TurquoiseDragon · 02/04/2021 20:22

@TheABC

He has left you. Sorry, but the "three months" thing is a red herring. I recommend getting a claim in your name, talking to the landlord about the lease and planning a single future. If he has already got one CCJ, it's not going to get any better.

I appreciate this is not what you want to hear, but get advice to ensure his debts don't drag you down.

I thought this, too.

OP, I agree you need to work quickly on making a future on your own with the DC.

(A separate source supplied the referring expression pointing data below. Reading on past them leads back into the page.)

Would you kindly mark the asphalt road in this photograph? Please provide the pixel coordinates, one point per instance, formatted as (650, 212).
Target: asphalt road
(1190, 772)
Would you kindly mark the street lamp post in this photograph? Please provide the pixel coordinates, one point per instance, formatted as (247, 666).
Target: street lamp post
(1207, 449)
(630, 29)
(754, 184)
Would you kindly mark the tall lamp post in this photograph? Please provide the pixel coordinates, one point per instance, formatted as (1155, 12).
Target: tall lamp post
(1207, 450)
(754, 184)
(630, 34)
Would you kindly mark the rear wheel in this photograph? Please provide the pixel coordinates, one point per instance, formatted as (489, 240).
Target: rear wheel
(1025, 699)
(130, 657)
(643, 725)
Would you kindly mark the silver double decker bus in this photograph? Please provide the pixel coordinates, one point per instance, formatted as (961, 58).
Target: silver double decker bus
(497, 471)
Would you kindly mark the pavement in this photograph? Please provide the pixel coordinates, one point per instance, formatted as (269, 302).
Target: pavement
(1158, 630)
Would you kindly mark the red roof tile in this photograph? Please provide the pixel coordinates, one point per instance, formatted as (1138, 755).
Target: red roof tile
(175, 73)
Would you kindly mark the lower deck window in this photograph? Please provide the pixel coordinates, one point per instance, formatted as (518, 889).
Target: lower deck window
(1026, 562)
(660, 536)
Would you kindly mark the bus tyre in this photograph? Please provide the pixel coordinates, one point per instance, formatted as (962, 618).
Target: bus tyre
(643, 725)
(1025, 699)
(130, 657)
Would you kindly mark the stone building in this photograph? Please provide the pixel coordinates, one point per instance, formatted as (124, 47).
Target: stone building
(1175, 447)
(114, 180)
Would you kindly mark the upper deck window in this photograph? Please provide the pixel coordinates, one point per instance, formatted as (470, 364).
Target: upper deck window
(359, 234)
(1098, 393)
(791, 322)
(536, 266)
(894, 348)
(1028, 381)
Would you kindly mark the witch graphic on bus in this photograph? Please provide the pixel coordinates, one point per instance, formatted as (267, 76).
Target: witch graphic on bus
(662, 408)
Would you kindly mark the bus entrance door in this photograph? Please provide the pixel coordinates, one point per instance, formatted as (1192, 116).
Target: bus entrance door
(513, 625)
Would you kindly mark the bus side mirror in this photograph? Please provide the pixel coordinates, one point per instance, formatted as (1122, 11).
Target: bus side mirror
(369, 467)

If he's a gambler, then it's totally irrelevant how much rent he should be paying because you won't see any of it.

TurquoiseDragon · 02/04/2021 20:28

Actually, there's no confirmation that he's signed a tenancy elsewhere. Only that he's apparently paid for 3 months upfront.

He could be sofa surfing with a friend, or moved in with someone else, etc.

I'd take anything he says with a pinch of salt. He's a gambler and has a drink problem, he can't be trusted.

Potterythrowdown · 02/04/2021 20:28

Well he's done you a bit of a favour there hasn't he? Now is definitely the time to bin him off for good. He drinks too much, gambles, can't keep a job, abusive, pays the rent late (I did a username search, sorry). Not really much use as a husband or father.

Good advice above about getting UC, CMS and advice on housing sorted asap.

steff13 · 02/04/2021 20:28

I would start setting my household up as though he's not coming back, because I suspect that's what will happen. Claim whatever benefits you're potentially eligible for.